Now Serving application/xhtml+xml

03 Nov 2005 by Carl Camera

Note: Code Updated and docmented in the article application/xhtml+xml Part Deux

Iamacamera.org is now serving its valid XHTML 1.1 via the W3C recommended MIME type to those browsers that support it. And it looks like we will all be doing something like this for the next few years at least.

The Story So Far

When a web page is served from a website and received by a browser, the web server indicates a "MIME type" of the file that is being sent over the internet to the browser. If a JPEG file is being sent, then the MIME type would be image/jpeg. Web pages themselves -- the HTML parts -- are sent with MIME text/html.

That is until XHTML 1.1. Now with XHTML 1.1, the Internet Standards state that the XHTML portion of a web page SHOULD (and even the word "SHOULD" is defined) be sent with MIME type application/xhtml+xml.

No big deal right? Well...there's a problem. When you send any, really, any XHTML web page to Microsoft Internet Explorer 6 (IE6) with the MIME type application/xhtml+xml guess what happens? IE displays a dialog box like this:

Unknown file type dialog box asking: Do you Want to open or save this file?

IE doesn't recognize what type of file is being sent, so it displays this generic dialog box asking, in essence, "What do you want to do with this file?"

Sending with application/xhtml+xml will cause everyone with IE6 to see this dialog on every page. Every page. On your entire website. In effect, your website can no longer be viewed in any shape or form by, oh, a couple hundred million internet citizens.

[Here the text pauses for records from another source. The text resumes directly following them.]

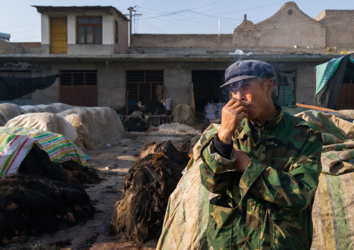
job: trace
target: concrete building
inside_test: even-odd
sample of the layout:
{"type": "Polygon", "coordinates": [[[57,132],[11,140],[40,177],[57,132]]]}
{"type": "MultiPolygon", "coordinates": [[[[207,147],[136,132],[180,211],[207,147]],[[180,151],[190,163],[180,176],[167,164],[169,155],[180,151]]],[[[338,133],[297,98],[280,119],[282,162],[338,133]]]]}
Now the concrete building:
{"type": "Polygon", "coordinates": [[[32,93],[38,104],[118,108],[162,99],[163,86],[172,107],[190,105],[192,83],[201,110],[210,100],[227,101],[228,91],[219,86],[230,64],[257,59],[276,70],[276,102],[313,104],[314,67],[354,51],[354,27],[346,21],[354,10],[324,10],[312,19],[294,2],[256,24],[245,17],[233,33],[133,34],[130,47],[129,20],[114,7],[35,7],[42,15],[40,47],[0,41],[0,75],[62,73],[50,88],[32,93]]]}

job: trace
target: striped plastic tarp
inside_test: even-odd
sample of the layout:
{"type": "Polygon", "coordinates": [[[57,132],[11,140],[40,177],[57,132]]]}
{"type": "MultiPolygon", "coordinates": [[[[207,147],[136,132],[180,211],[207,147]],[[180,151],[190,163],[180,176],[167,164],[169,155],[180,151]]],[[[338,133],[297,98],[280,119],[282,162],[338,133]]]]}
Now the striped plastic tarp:
{"type": "Polygon", "coordinates": [[[31,98],[17,98],[8,101],[0,101],[0,103],[12,103],[13,104],[16,104],[18,106],[24,106],[24,105],[36,105],[36,102],[34,102],[31,98]]]}
{"type": "Polygon", "coordinates": [[[321,173],[312,220],[312,250],[354,249],[354,172],[321,173]]]}
{"type": "MultiPolygon", "coordinates": [[[[327,63],[316,66],[316,95],[318,95],[325,87],[343,58],[344,56],[333,58],[327,63]]],[[[354,63],[354,59],[351,56],[348,59],[354,63]]]]}
{"type": "MultiPolygon", "coordinates": [[[[325,145],[323,148],[326,152],[321,156],[323,170],[312,209],[311,249],[354,249],[354,144],[351,139],[354,138],[354,125],[320,112],[305,113],[307,116],[300,116],[318,125],[325,125],[325,127],[319,126],[323,132],[345,143],[325,145]],[[327,151],[328,146],[334,148],[327,151]]],[[[220,125],[212,124],[194,146],[194,156],[169,197],[157,250],[208,249],[208,205],[213,194],[201,183],[200,150],[219,127],[220,125]]]]}
{"type": "Polygon", "coordinates": [[[36,140],[52,162],[61,163],[72,159],[86,166],[85,155],[70,140],[62,134],[28,127],[0,127],[0,134],[27,135],[36,140]]]}
{"type": "Polygon", "coordinates": [[[38,144],[36,139],[28,136],[0,134],[0,178],[17,173],[34,143],[38,144]]]}

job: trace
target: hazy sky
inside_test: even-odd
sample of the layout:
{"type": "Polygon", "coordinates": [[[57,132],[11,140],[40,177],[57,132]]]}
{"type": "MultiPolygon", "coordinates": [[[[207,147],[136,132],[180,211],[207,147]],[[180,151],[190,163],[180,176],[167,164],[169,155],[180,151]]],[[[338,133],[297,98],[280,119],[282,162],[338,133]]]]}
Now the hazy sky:
{"type": "MultiPolygon", "coordinates": [[[[254,24],[270,17],[287,1],[276,0],[0,0],[0,32],[10,42],[40,42],[40,14],[31,6],[111,6],[123,14],[137,6],[133,33],[230,33],[247,14],[254,24]]],[[[312,18],[324,10],[354,10],[354,0],[298,0],[312,18]]]]}

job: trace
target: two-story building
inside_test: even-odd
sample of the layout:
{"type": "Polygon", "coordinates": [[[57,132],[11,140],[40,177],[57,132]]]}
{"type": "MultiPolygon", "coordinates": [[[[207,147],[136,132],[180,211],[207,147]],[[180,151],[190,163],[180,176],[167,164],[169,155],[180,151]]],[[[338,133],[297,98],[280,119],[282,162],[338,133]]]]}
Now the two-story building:
{"type": "Polygon", "coordinates": [[[354,50],[354,10],[325,10],[312,19],[293,2],[256,24],[245,18],[233,33],[133,34],[130,47],[129,20],[114,7],[34,7],[42,17],[40,46],[0,42],[0,75],[61,73],[32,93],[38,104],[118,108],[162,99],[163,86],[174,107],[191,104],[192,83],[201,109],[228,100],[219,86],[230,64],[257,59],[275,66],[276,102],[313,104],[314,67],[354,50]]]}

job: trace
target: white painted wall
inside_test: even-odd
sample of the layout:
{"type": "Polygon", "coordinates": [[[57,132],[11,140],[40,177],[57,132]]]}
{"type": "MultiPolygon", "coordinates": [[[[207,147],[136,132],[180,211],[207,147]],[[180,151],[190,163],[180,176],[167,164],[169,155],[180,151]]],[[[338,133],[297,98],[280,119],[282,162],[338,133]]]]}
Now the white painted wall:
{"type": "Polygon", "coordinates": [[[76,44],[76,15],[68,15],[68,45],[76,44]]]}
{"type": "Polygon", "coordinates": [[[102,44],[114,44],[114,19],[111,15],[102,17],[102,44]]]}

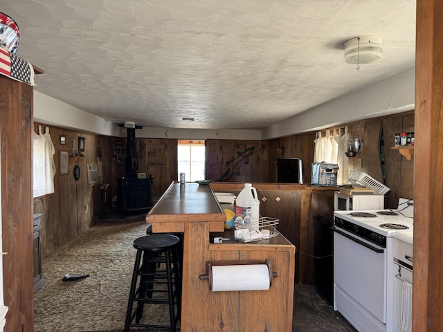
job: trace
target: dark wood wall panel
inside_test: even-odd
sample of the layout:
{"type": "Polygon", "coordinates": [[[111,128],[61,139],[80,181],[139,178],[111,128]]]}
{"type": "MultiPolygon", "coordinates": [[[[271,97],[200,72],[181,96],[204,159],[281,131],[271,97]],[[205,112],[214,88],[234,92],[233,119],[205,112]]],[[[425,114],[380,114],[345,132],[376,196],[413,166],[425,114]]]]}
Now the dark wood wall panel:
{"type": "MultiPolygon", "coordinates": [[[[379,156],[379,138],[384,138],[386,185],[391,191],[386,195],[386,206],[397,206],[398,198],[413,198],[413,162],[406,160],[398,151],[392,150],[394,133],[413,131],[413,112],[371,119],[349,124],[352,138],[361,140],[361,149],[357,157],[350,159],[350,169],[366,172],[382,182],[381,160],[379,156]],[[359,167],[359,163],[361,167],[359,167]]],[[[331,129],[331,132],[332,132],[331,129]]],[[[37,131],[37,128],[35,128],[37,131]]],[[[55,147],[55,165],[59,168],[60,150],[70,151],[71,141],[78,136],[86,138],[85,157],[70,158],[69,174],[55,177],[55,194],[35,200],[36,212],[42,216],[42,249],[44,257],[93,225],[100,214],[100,190],[98,185],[88,186],[87,164],[97,161],[102,156],[103,181],[109,183],[107,192],[105,210],[116,207],[113,199],[117,196],[117,178],[125,176],[125,163],[114,160],[114,147],[126,146],[125,138],[96,136],[85,133],[60,128],[50,128],[50,134],[55,147]],[[60,135],[66,136],[66,145],[60,145],[60,135]],[[75,165],[82,170],[80,180],[73,176],[75,165]],[[88,206],[88,211],[84,207],[88,206]]],[[[275,160],[278,156],[300,158],[303,167],[303,181],[311,181],[311,163],[314,160],[315,133],[306,133],[271,140],[207,140],[206,178],[217,181],[224,177],[226,182],[275,182],[275,160]]],[[[171,182],[177,180],[177,140],[136,138],[138,156],[138,172],[153,178],[153,196],[160,197],[171,182]],[[158,165],[147,165],[147,151],[161,147],[161,152],[155,160],[158,165]]],[[[309,219],[308,216],[307,219],[309,219]]],[[[312,221],[307,221],[312,223],[312,221]]],[[[307,240],[308,242],[311,240],[307,240]]]]}
{"type": "Polygon", "coordinates": [[[302,160],[303,183],[311,183],[314,161],[315,133],[307,133],[272,140],[269,142],[269,178],[275,182],[277,176],[278,157],[299,158],[302,160]]]}
{"type": "Polygon", "coordinates": [[[32,86],[0,76],[6,332],[33,331],[32,100],[32,86]]]}
{"type": "Polygon", "coordinates": [[[270,182],[269,142],[208,140],[206,178],[223,182],[270,182]]]}
{"type": "MultiPolygon", "coordinates": [[[[42,213],[42,255],[44,258],[57,248],[93,225],[94,216],[100,213],[100,187],[90,187],[88,181],[87,164],[97,163],[99,139],[96,135],[74,131],[36,123],[34,131],[48,130],[54,145],[54,194],[34,199],[34,213],[42,213]],[[66,136],[66,145],[60,144],[60,135],[66,136]],[[60,151],[72,154],[72,140],[75,140],[78,154],[78,137],[85,138],[84,157],[71,157],[68,160],[68,174],[61,174],[60,151]],[[78,181],[74,179],[74,167],[80,168],[78,181]]],[[[106,164],[105,163],[105,164],[106,164]]]]}

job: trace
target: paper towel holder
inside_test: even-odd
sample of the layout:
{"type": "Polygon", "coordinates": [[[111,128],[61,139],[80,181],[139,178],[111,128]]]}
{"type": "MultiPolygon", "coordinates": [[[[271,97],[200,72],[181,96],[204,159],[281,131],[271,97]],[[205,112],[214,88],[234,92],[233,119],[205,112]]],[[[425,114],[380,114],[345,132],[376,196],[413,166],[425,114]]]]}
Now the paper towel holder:
{"type": "Polygon", "coordinates": [[[255,264],[266,264],[269,271],[269,287],[272,285],[272,278],[278,277],[278,272],[272,271],[272,264],[269,258],[266,259],[246,259],[244,261],[209,261],[206,264],[206,274],[200,275],[199,279],[200,280],[208,279],[209,282],[209,289],[213,290],[213,266],[227,266],[227,265],[255,265],[255,264]]]}

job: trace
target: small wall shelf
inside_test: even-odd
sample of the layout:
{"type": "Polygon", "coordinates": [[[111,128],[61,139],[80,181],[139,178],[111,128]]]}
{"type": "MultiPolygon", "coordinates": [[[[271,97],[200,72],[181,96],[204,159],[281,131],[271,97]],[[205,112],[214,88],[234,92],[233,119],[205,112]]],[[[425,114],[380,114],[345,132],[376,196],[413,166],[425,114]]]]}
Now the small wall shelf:
{"type": "Polygon", "coordinates": [[[408,160],[412,160],[414,158],[413,145],[408,145],[407,147],[392,147],[391,149],[392,150],[399,150],[400,154],[408,160]]]}
{"type": "Polygon", "coordinates": [[[69,163],[82,163],[84,160],[84,156],[69,156],[69,163]]]}

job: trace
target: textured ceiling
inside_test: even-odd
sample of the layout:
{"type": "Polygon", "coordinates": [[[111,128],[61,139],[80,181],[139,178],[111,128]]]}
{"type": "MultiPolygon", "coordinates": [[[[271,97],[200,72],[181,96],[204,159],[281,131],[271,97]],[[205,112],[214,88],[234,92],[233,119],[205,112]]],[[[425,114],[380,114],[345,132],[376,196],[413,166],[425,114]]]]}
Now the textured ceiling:
{"type": "Polygon", "coordinates": [[[415,0],[0,0],[35,89],[107,120],[260,129],[414,66],[415,0]],[[383,57],[343,59],[357,36],[383,57]],[[183,118],[195,118],[194,122],[183,118]]]}

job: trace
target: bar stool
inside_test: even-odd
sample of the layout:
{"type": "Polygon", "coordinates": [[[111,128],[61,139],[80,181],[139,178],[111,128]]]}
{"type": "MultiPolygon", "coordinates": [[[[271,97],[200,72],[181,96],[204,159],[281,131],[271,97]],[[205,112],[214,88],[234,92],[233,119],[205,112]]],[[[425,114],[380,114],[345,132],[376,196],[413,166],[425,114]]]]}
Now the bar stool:
{"type": "Polygon", "coordinates": [[[180,239],[170,234],[152,234],[134,241],[137,249],[129,291],[125,332],[131,327],[168,329],[175,332],[181,311],[181,275],[179,268],[180,239]],[[163,264],[165,268],[159,268],[163,264]],[[138,285],[138,287],[137,287],[138,285]],[[163,288],[161,288],[163,286],[163,288]],[[166,286],[167,289],[164,289],[166,286]],[[167,295],[166,297],[162,296],[167,295]],[[136,307],[133,312],[134,302],[136,307]],[[169,306],[170,325],[140,323],[145,304],[169,306]],[[177,310],[176,310],[177,308],[177,310]],[[135,323],[133,322],[135,318],[135,323]]]}
{"type": "MultiPolygon", "coordinates": [[[[152,232],[152,223],[148,223],[147,224],[147,228],[146,228],[146,234],[148,235],[151,235],[152,234],[154,234],[152,232]]],[[[156,234],[161,234],[161,233],[156,233],[156,234]]],[[[161,233],[163,234],[163,233],[161,233]]],[[[172,235],[175,235],[176,237],[177,237],[179,239],[180,239],[180,246],[179,248],[179,250],[177,250],[178,252],[178,259],[179,259],[179,268],[180,270],[180,275],[183,275],[183,233],[166,233],[166,234],[172,234],[172,235]]]]}

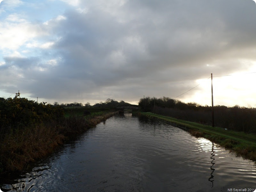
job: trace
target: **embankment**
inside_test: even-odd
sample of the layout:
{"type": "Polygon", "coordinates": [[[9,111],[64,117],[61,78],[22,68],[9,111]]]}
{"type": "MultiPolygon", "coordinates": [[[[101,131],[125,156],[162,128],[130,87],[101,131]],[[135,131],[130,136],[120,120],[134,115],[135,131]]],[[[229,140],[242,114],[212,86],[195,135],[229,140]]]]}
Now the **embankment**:
{"type": "Polygon", "coordinates": [[[234,152],[237,156],[256,161],[256,135],[254,134],[227,130],[220,127],[212,127],[150,112],[141,112],[139,114],[149,118],[157,118],[185,130],[194,136],[209,139],[234,152]]]}
{"type": "Polygon", "coordinates": [[[60,122],[35,124],[16,130],[0,144],[0,173],[28,168],[29,163],[46,156],[66,141],[74,139],[117,113],[106,112],[89,118],[70,116],[60,122]]]}

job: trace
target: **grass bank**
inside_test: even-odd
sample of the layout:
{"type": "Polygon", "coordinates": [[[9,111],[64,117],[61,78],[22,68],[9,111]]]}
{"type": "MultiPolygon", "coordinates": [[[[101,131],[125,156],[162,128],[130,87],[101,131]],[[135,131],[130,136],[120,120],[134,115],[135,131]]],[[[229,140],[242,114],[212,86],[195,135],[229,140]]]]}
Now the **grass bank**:
{"type": "Polygon", "coordinates": [[[220,127],[212,127],[150,112],[141,112],[139,115],[157,118],[186,130],[194,136],[209,139],[235,152],[237,156],[256,161],[256,135],[254,134],[227,130],[220,127]]]}
{"type": "Polygon", "coordinates": [[[11,132],[0,144],[0,173],[28,168],[30,162],[46,156],[66,141],[75,138],[117,113],[108,111],[90,118],[70,116],[59,122],[31,124],[11,132]]]}

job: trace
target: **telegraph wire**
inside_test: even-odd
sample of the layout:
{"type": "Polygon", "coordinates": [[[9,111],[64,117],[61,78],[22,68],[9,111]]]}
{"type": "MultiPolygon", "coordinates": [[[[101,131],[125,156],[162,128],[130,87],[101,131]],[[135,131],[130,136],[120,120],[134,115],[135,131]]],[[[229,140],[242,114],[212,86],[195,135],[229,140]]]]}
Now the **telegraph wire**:
{"type": "Polygon", "coordinates": [[[190,91],[190,90],[192,90],[193,89],[194,89],[194,88],[196,88],[196,87],[197,87],[197,86],[198,86],[198,85],[200,85],[200,84],[198,84],[197,85],[196,85],[196,86],[195,87],[193,87],[193,88],[192,88],[192,89],[189,89],[189,90],[188,91],[186,91],[186,92],[184,92],[184,93],[183,93],[182,94],[180,94],[180,95],[178,95],[178,96],[177,96],[177,97],[174,97],[174,98],[172,98],[172,99],[175,99],[175,98],[177,98],[177,97],[180,97],[180,95],[183,95],[183,94],[185,94],[185,93],[187,93],[187,92],[189,92],[189,91],[190,91]]]}
{"type": "MultiPolygon", "coordinates": [[[[211,76],[210,76],[210,77],[209,77],[209,78],[208,78],[207,79],[210,79],[210,78],[211,77],[211,76]]],[[[180,94],[180,95],[178,95],[178,96],[177,96],[177,97],[174,97],[174,98],[172,98],[172,99],[175,99],[175,98],[177,98],[177,97],[180,97],[180,95],[183,95],[183,94],[185,94],[185,93],[187,93],[187,92],[189,92],[189,91],[191,91],[191,90],[192,90],[192,89],[194,89],[194,88],[196,88],[196,87],[197,87],[197,86],[198,86],[199,85],[200,85],[200,84],[198,84],[197,85],[196,85],[196,86],[195,87],[193,87],[193,88],[192,88],[192,89],[189,89],[189,90],[188,91],[186,91],[186,92],[184,92],[184,93],[183,93],[182,94],[180,94]]]]}

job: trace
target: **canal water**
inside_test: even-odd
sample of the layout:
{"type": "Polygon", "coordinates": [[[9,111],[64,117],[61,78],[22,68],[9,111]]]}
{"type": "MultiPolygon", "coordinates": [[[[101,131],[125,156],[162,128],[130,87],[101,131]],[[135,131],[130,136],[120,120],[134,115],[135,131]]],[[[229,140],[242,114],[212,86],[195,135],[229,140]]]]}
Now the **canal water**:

What about the other browsers?

Opera, Firefox and others, on the other hand, will display the web page in accordance to W3C standards - so long as you have well-formed XHTML and the correct namespace (the xmlns attribute below) defined in your HTML element's opening tag.

<html xmlns="http://www.w3.org/1999/xhtml" xml:lang="en">

Standards Dilemma

So what's a web designer to do? If we wait until 99% of the browsers on the internet support the MIME type, we will still darken our entire site to over a million internet citizens. If we wait until 99.9% of internet browsers support the correct MIME type, we'll be waiting well past the 2012 Olympics because as of this writing, Chris Wilson of the IE7 development team at Microsoft has stated that IE7 will not support the application/xhtml+xml MIME type either!

One course of action would be to simply serve up XHTML 1.1 web pages as text/html to all browsers. That's what I did for a while. This angers two crowds:

W3C standards purists
Makers and users of the browsers that actually support the correct MIME type

The purists will be forced to come around eventually -- you can't ignore hundreds of millions of browsers. To appease the second crowd, there's Content Negotiation.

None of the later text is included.